Boşa geçirdiğim farkındalıksız saatlerin verimsiz günlerin bilincindeyim, sağlıklı beslenmek ve spor yapmak istesem de aksine devam ediyorum. Kısır döngüyü kıramıyorum.
Leyla dün kreşten çıktıktan sonra arabaya binmek istemedi, ağlamaya başladı ve eve kadar arttırarak devam etti. Boğazı yırtılırcasına ağlıyordu ve başta ben sakindim, ama giderek öfkelendim ve kendimi elimle ağzına bastırıp "Sus! diye bağırırken buldum. Giderek çığrından çıktı, eve çıkarırken kucağımda zor zapt ediyordum. Eve girince zorla duşa soktum, ikimiz de terden sırılsıklam olmuştuk.

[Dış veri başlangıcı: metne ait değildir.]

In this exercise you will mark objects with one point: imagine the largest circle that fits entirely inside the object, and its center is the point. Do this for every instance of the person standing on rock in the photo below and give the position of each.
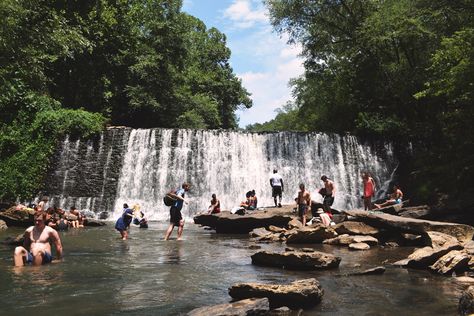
(176, 218)
(276, 182)
(37, 241)
(328, 193)
(369, 190)
(303, 203)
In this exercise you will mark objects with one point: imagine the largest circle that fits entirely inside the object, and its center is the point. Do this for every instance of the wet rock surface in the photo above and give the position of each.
(298, 294)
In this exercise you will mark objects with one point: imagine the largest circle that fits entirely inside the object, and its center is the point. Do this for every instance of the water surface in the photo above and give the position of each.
(103, 275)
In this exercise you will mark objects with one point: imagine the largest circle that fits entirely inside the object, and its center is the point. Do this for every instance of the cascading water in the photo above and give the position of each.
(141, 165)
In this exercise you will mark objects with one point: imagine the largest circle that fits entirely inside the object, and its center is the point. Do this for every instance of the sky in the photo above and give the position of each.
(260, 57)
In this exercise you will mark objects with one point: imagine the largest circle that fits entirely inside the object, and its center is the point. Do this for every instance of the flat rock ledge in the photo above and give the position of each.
(251, 306)
(228, 223)
(298, 294)
(296, 260)
(462, 232)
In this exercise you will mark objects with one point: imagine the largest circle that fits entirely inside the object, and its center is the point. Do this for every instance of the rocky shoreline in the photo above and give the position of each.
(441, 247)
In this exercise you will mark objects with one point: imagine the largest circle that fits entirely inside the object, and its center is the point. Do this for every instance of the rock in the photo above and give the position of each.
(298, 294)
(311, 235)
(355, 228)
(294, 223)
(91, 222)
(466, 302)
(17, 218)
(469, 247)
(251, 306)
(391, 244)
(296, 260)
(345, 240)
(426, 256)
(284, 311)
(14, 241)
(402, 263)
(462, 232)
(372, 271)
(275, 229)
(453, 261)
(465, 279)
(228, 223)
(359, 246)
(436, 239)
(260, 232)
(422, 211)
(372, 241)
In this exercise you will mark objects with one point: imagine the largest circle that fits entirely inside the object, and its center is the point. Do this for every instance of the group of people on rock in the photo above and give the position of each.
(130, 215)
(37, 239)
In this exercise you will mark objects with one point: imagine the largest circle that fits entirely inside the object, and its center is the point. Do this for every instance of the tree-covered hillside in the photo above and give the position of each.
(398, 69)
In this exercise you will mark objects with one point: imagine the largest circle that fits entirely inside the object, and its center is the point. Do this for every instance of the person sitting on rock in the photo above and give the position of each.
(395, 198)
(215, 206)
(36, 247)
(248, 202)
(139, 217)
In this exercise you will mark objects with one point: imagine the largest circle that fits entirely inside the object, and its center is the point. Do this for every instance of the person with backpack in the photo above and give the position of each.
(176, 218)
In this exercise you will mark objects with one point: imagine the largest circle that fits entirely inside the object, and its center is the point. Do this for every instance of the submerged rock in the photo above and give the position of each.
(355, 228)
(466, 302)
(298, 294)
(311, 235)
(296, 260)
(359, 246)
(251, 306)
(452, 261)
(462, 232)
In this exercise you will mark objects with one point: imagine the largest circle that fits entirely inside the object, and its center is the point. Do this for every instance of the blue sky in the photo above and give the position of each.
(260, 56)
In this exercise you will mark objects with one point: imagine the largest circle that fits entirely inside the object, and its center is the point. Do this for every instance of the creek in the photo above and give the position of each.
(103, 275)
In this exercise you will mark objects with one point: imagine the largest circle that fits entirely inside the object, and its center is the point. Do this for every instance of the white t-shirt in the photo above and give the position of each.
(276, 180)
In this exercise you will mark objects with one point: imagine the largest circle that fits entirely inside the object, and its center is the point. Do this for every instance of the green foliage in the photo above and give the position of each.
(398, 69)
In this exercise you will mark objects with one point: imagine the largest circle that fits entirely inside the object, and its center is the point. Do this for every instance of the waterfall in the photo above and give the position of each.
(141, 165)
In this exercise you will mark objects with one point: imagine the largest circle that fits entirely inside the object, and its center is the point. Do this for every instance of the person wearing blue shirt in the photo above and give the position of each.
(176, 218)
(123, 223)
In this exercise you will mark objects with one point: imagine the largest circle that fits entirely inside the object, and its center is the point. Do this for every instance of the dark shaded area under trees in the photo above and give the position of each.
(401, 70)
(70, 67)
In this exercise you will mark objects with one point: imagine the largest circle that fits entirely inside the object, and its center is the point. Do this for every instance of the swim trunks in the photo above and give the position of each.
(175, 215)
(302, 208)
(47, 258)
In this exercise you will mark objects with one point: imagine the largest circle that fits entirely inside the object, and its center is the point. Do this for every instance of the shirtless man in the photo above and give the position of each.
(37, 240)
(395, 198)
(330, 191)
(303, 202)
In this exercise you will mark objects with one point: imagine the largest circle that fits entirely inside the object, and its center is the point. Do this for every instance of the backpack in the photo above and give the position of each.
(168, 199)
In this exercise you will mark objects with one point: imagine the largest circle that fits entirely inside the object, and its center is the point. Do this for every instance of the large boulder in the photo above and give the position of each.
(462, 232)
(453, 261)
(428, 255)
(311, 235)
(296, 260)
(355, 228)
(466, 302)
(228, 223)
(298, 294)
(250, 306)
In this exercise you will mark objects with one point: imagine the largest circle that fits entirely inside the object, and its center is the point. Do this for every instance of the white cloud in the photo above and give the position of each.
(245, 13)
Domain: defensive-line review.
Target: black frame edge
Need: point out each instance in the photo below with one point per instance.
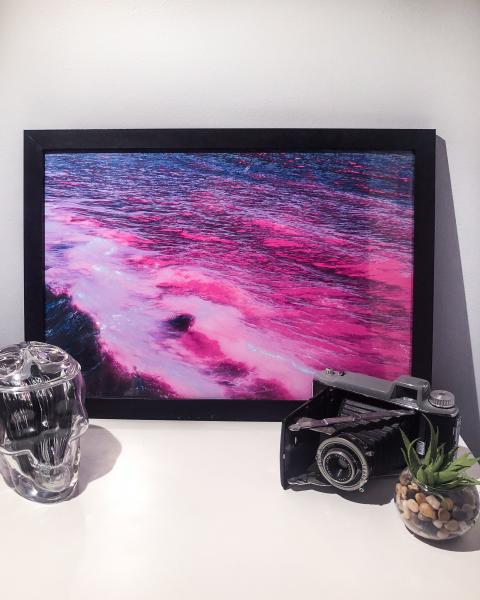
(38, 142)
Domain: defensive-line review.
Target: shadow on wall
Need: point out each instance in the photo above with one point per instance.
(452, 350)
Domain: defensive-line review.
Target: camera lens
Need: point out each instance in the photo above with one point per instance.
(342, 464)
(339, 465)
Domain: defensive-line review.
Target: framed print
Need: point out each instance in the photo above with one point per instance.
(208, 274)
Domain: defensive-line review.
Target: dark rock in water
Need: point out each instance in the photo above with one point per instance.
(230, 369)
(181, 322)
(77, 333)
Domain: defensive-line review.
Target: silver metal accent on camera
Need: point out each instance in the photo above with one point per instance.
(441, 399)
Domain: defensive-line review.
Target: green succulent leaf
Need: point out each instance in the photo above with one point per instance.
(438, 469)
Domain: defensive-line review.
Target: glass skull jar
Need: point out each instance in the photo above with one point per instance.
(42, 418)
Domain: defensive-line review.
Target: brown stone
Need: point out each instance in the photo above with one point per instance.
(406, 514)
(420, 497)
(452, 525)
(412, 505)
(434, 502)
(442, 534)
(427, 510)
(443, 515)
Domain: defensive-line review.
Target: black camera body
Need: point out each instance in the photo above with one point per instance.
(349, 431)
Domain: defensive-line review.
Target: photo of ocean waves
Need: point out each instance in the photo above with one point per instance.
(229, 275)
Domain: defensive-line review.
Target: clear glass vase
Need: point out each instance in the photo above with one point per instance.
(435, 514)
(42, 417)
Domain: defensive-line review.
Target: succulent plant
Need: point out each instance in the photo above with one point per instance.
(438, 469)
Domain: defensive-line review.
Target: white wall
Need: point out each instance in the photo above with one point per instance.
(257, 63)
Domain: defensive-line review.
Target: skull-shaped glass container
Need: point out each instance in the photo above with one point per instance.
(42, 417)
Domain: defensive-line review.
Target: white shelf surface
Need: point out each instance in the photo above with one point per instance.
(195, 510)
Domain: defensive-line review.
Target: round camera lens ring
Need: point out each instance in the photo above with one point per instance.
(338, 442)
(351, 467)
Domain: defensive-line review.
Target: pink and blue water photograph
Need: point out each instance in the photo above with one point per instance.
(222, 275)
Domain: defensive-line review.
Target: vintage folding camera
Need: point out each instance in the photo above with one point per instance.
(349, 431)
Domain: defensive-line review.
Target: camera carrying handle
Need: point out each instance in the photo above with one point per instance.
(328, 425)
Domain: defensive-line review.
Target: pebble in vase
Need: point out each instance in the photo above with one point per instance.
(435, 497)
(42, 417)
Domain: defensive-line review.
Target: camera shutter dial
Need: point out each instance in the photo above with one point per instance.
(442, 399)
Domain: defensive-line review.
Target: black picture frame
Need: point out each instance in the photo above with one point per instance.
(39, 142)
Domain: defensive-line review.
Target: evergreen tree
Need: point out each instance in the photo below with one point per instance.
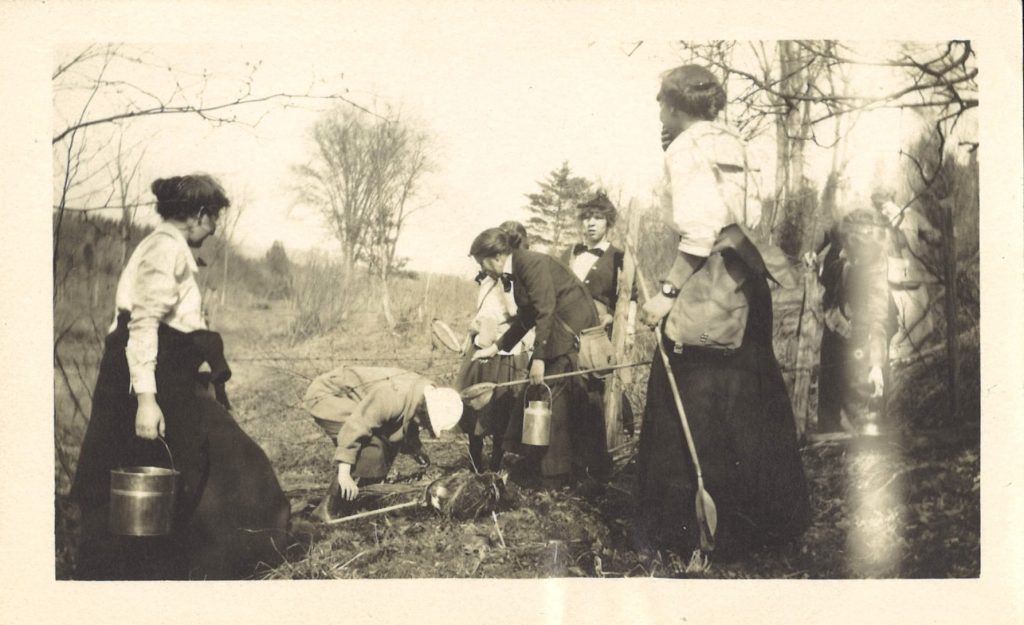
(281, 271)
(553, 210)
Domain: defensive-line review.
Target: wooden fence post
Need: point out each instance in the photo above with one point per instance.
(615, 383)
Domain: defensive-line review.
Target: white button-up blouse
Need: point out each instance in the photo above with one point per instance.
(158, 286)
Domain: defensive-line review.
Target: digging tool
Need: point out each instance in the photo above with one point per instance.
(707, 514)
(461, 495)
(480, 394)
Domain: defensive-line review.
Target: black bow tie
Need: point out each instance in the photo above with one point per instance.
(581, 248)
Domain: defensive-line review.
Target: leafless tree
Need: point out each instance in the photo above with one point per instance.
(110, 86)
(364, 178)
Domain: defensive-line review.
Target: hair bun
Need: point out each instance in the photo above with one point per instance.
(514, 239)
(162, 188)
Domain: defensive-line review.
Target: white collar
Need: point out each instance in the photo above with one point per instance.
(169, 228)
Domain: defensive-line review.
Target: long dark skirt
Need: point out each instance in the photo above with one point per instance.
(111, 443)
(741, 421)
(495, 418)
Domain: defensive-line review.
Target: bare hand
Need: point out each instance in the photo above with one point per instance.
(878, 381)
(150, 422)
(484, 353)
(654, 309)
(348, 487)
(537, 372)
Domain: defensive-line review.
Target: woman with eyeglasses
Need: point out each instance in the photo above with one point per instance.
(146, 384)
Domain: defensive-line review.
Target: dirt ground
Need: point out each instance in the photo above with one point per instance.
(902, 506)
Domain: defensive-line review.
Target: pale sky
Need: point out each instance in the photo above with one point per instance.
(504, 112)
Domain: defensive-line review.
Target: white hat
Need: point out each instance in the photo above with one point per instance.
(443, 407)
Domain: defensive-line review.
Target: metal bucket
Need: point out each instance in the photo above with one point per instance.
(142, 499)
(537, 420)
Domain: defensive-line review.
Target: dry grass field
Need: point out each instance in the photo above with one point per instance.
(906, 506)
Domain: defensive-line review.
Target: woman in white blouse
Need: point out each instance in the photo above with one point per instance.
(502, 417)
(146, 383)
(735, 400)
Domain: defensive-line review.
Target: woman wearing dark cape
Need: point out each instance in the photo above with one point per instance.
(735, 400)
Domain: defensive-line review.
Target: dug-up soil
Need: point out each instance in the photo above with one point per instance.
(905, 505)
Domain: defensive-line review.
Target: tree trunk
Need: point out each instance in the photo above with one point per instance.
(952, 331)
(386, 302)
(616, 382)
(223, 283)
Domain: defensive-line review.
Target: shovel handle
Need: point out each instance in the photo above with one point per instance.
(391, 508)
(569, 374)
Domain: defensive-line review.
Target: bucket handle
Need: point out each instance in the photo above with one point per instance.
(169, 455)
(551, 397)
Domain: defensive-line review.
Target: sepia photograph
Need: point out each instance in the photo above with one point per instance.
(299, 332)
(468, 303)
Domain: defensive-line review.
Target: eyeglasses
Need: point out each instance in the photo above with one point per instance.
(214, 216)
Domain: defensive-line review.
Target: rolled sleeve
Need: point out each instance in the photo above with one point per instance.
(155, 294)
(697, 211)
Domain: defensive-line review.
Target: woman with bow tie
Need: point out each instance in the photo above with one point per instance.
(557, 306)
(496, 310)
(597, 262)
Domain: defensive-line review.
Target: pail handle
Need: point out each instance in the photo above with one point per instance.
(551, 398)
(169, 455)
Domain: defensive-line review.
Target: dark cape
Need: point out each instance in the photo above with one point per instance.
(741, 420)
(226, 490)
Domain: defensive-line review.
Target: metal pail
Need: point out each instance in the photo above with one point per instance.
(142, 499)
(537, 420)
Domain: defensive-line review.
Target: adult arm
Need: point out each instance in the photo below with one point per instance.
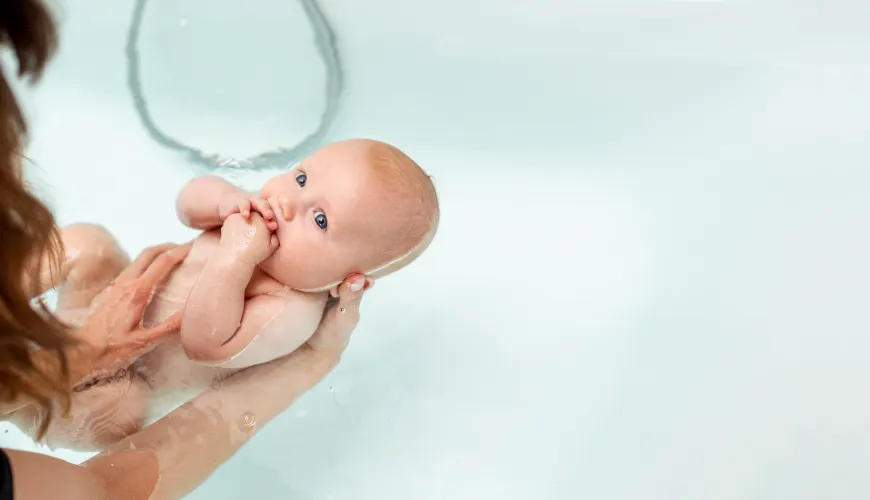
(218, 319)
(197, 205)
(113, 333)
(171, 457)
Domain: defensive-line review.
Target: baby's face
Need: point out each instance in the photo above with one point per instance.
(331, 210)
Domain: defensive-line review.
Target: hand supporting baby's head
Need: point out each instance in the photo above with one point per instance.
(353, 206)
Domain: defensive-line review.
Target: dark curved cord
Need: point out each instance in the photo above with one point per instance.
(324, 38)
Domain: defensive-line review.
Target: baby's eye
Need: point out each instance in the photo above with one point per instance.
(320, 219)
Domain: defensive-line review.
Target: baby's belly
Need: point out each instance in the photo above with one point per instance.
(171, 296)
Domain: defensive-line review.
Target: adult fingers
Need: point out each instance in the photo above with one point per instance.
(143, 261)
(166, 328)
(339, 321)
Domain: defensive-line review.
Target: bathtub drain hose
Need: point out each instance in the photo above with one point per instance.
(324, 38)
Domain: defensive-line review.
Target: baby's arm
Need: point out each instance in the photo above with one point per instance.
(217, 321)
(279, 323)
(198, 203)
(205, 202)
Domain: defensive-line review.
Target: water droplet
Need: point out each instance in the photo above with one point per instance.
(247, 422)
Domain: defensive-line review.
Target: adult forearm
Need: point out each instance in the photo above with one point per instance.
(195, 439)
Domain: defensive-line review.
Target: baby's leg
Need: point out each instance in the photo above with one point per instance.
(92, 260)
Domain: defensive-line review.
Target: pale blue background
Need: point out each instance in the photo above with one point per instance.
(650, 281)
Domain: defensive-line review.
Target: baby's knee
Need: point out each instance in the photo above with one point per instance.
(91, 249)
(82, 237)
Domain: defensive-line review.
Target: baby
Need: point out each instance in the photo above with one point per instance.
(254, 285)
(256, 282)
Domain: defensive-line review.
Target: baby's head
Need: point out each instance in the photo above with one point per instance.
(354, 206)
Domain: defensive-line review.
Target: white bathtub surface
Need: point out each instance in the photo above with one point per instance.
(651, 276)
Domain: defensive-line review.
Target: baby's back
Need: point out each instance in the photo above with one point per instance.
(167, 367)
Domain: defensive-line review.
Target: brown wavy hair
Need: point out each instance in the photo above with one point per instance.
(29, 238)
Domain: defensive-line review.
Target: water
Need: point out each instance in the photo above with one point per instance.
(650, 278)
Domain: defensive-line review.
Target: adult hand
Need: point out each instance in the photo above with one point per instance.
(339, 320)
(112, 335)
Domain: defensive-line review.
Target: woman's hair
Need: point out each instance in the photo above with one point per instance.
(28, 234)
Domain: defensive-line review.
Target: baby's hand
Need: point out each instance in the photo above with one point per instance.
(248, 239)
(244, 204)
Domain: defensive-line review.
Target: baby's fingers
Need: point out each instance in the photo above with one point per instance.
(245, 208)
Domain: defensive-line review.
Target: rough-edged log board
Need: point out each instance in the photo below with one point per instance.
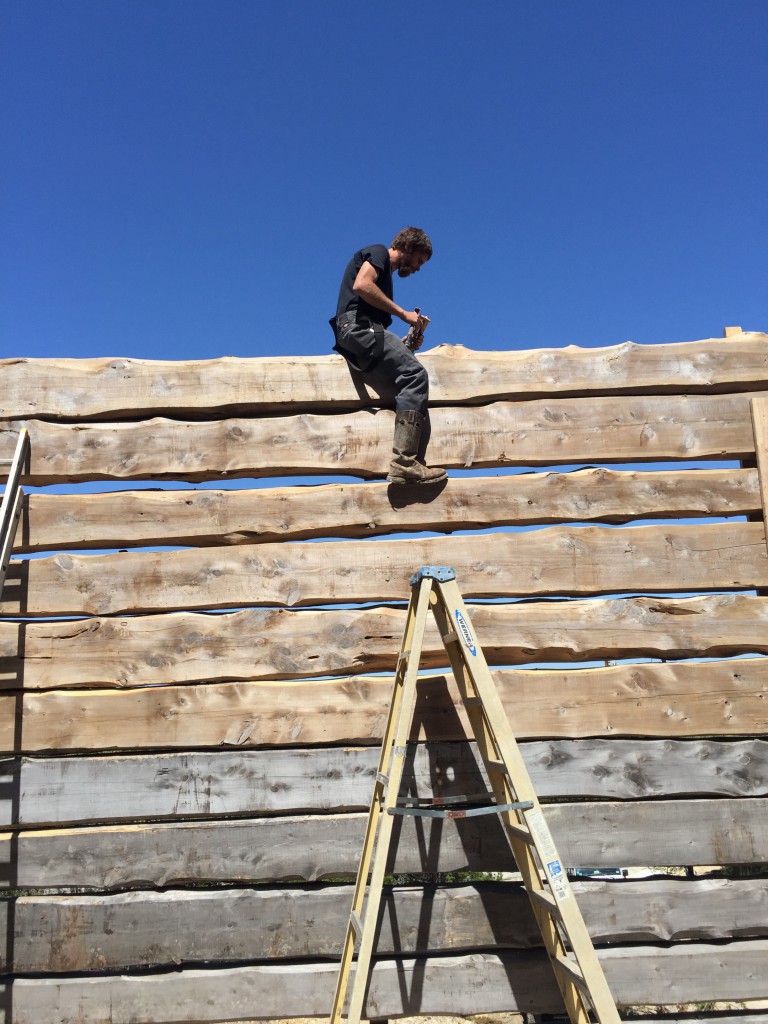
(95, 388)
(135, 518)
(670, 700)
(478, 983)
(76, 791)
(554, 560)
(532, 433)
(314, 847)
(182, 647)
(60, 934)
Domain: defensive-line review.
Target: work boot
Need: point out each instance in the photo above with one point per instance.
(406, 466)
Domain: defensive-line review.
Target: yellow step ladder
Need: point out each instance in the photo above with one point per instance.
(577, 969)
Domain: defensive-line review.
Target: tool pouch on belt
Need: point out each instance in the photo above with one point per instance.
(360, 342)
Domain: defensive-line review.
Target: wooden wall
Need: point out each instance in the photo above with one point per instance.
(194, 679)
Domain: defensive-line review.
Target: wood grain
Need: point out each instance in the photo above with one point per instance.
(311, 848)
(477, 983)
(79, 389)
(89, 933)
(182, 647)
(724, 698)
(556, 560)
(77, 791)
(137, 518)
(530, 433)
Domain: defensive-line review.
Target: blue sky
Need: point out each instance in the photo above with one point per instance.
(187, 178)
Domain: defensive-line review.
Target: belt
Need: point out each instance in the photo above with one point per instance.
(346, 318)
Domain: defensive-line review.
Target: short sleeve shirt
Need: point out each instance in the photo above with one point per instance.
(378, 256)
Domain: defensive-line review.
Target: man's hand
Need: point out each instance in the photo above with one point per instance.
(413, 316)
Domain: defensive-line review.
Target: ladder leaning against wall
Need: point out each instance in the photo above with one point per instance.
(10, 510)
(577, 969)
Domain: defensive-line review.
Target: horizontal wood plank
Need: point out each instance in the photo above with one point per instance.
(75, 389)
(217, 517)
(73, 791)
(725, 698)
(88, 933)
(182, 647)
(464, 985)
(555, 560)
(530, 433)
(315, 847)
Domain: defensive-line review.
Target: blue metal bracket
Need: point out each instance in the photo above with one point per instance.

Banyodan çıkıp bornozunu giydiğinde birkaç dakika kırgın gözlerle bana sessizce bakışını unutmayacağım. Özür dileyip sarıldım, meğer okulda kalmak için ağlıyormuş.
Akşam parkta hiperaktif ve sinirliydi tavırları, stres atmak ister gibi. Dönüşte yine ağlayacak oldu, ama sustu. Yatırırken "Bugün güzeldi, değil mi?" diye sorduğumda "Ama bana bağırdın" dedi. Kalbime dokundu.